Christopher Cowart wrote:
Hello,
We're working on expanding our wireless network. Unfortunately, we're
running out of IP addresses (aren't we all). As much as I'd love to just
tell everyone to use IPv6, that isn't gonna fly. The next plan to
consider is using an RFC1918 pool and NATing the traffic.
If only it were that simple. The security folks have mandated that
anyone who can talk to the internet at large must be individually
indentifiable. This means having hundreds of users NATing to a single
internet-routable IP isn't happening.
Are you sure it doesn't just mean you need to keep logs of who was
NAT'd to what at any time?
I want to try a setup in which we have a big RFC1918 pool of addresses,
say 10.8/16. In their initial state, these hosts might NAT to a single
public IP and perform some transparent proxying to get them to an
authentication page. The firewall on our NAT box would be extremely
restrictive for these clients.
When a user authenticates, we will allocate a single public IP for the
session. At this time, our code would use ipfw to move the user into a
different lookup table and also update the NAT table.

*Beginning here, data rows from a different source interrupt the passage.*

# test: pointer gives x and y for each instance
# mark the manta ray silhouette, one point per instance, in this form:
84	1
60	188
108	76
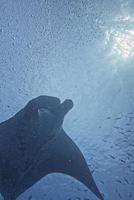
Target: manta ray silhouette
34	144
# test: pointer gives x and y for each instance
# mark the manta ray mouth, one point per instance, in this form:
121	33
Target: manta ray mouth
43	111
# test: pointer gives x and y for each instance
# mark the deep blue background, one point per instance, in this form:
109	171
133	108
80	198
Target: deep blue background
68	49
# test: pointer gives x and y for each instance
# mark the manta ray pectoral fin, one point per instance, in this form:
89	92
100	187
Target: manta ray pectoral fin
63	156
68	159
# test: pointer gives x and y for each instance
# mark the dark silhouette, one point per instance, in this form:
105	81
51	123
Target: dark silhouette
34	144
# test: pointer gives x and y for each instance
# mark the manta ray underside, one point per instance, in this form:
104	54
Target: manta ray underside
34	144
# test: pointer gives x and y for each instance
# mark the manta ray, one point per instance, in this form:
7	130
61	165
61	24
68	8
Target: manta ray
33	144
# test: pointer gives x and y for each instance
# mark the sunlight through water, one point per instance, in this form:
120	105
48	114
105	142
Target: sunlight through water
120	38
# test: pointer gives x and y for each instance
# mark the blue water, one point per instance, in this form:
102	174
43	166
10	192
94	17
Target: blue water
81	50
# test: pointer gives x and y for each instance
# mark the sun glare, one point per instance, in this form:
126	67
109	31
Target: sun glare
120	38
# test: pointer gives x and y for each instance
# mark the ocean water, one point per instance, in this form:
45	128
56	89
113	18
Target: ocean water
82	50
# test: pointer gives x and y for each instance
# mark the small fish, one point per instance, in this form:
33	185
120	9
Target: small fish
117	118
126	180
119	181
30	197
112	156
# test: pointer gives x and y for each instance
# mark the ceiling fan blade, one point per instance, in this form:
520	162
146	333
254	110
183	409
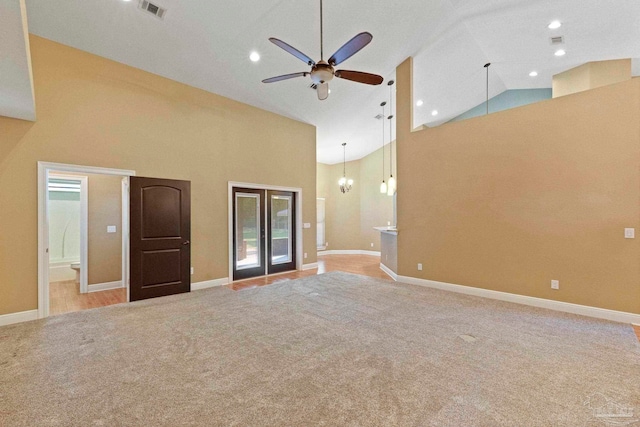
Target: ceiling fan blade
285	77
350	48
292	50
323	91
360	77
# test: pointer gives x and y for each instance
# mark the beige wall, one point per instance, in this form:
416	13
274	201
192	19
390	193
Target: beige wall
512	200
350	217
105	208
96	112
591	75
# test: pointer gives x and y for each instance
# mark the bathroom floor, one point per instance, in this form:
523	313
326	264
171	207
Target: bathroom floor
65	297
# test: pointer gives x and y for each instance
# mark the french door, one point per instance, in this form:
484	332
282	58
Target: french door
264	232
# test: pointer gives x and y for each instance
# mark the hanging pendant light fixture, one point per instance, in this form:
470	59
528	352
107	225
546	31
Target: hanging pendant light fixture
383	186
345	184
391	186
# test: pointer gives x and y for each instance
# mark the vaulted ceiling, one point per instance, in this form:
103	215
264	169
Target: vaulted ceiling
206	44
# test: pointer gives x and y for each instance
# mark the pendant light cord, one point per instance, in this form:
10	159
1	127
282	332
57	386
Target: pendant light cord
383	116
321	34
390	129
344	160
487	65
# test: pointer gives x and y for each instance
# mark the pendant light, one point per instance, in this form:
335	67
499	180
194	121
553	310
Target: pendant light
383	186
345	184
391	186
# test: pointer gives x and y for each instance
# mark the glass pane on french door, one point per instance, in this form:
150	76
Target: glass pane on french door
281	229
248	248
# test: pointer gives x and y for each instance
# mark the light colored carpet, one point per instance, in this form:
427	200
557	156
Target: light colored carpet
334	349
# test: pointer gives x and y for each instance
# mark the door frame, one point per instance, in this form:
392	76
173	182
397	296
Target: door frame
84	225
44	168
299	223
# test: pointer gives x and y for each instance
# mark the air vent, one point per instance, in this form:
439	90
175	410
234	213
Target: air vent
153	9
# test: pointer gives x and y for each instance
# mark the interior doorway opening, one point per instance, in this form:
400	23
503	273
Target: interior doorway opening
83	231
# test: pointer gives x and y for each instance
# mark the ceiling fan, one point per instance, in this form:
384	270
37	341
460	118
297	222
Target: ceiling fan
322	71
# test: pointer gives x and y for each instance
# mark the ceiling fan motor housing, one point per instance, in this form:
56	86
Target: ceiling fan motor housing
321	72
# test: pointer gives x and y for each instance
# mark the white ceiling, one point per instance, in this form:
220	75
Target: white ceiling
16	85
206	44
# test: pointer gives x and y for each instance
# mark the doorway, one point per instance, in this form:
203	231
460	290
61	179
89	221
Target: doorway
264	230
110	240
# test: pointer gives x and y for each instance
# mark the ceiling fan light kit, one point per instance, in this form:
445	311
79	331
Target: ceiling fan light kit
322	72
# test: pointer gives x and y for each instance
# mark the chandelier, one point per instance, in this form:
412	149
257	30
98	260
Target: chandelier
345	184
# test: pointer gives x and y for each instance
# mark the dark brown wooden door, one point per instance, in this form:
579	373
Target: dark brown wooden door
160	233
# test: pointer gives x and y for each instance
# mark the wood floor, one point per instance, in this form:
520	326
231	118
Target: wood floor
65	297
365	265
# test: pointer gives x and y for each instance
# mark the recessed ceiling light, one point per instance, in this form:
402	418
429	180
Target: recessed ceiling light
554	25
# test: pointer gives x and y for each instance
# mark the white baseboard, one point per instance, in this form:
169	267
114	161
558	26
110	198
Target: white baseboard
209	284
389	272
105	286
349	252
566	307
310	266
23	316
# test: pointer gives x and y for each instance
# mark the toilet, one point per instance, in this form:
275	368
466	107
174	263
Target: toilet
76	267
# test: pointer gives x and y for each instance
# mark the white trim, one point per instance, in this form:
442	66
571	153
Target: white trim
348	252
43	222
105	286
22	316
209	284
125	233
299	223
389	272
310	266
566	307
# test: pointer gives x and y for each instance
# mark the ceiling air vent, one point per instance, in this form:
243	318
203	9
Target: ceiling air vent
557	40
153	9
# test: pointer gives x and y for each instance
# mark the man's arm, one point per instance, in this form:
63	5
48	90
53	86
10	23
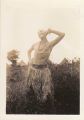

The real question is: what's the best way to dynamically update the NAT
table?
I don't think we have the ability to do that.
it may take some coding on your part.
It doesn't look like there's any way to have a running natd update its
configuration without restarting. That's obviously disruptive.
I also doubt it's a good idea to try to launch a single natd process per
authenticated client. We have a /22 and a /23 in our public pools, and
we expect to max that out (1500+ clients).
Has anyone attempted a setup like this? Do you have any pointers for
designing this to scale well? We are planning on throwing hardware at
it, but that only gets us so far.
never heard of such a setup.
I suggest you find out if that is the only solution your security people
would accept. (As someone doing security stuff for a few years I think
that someone is confused somewhere).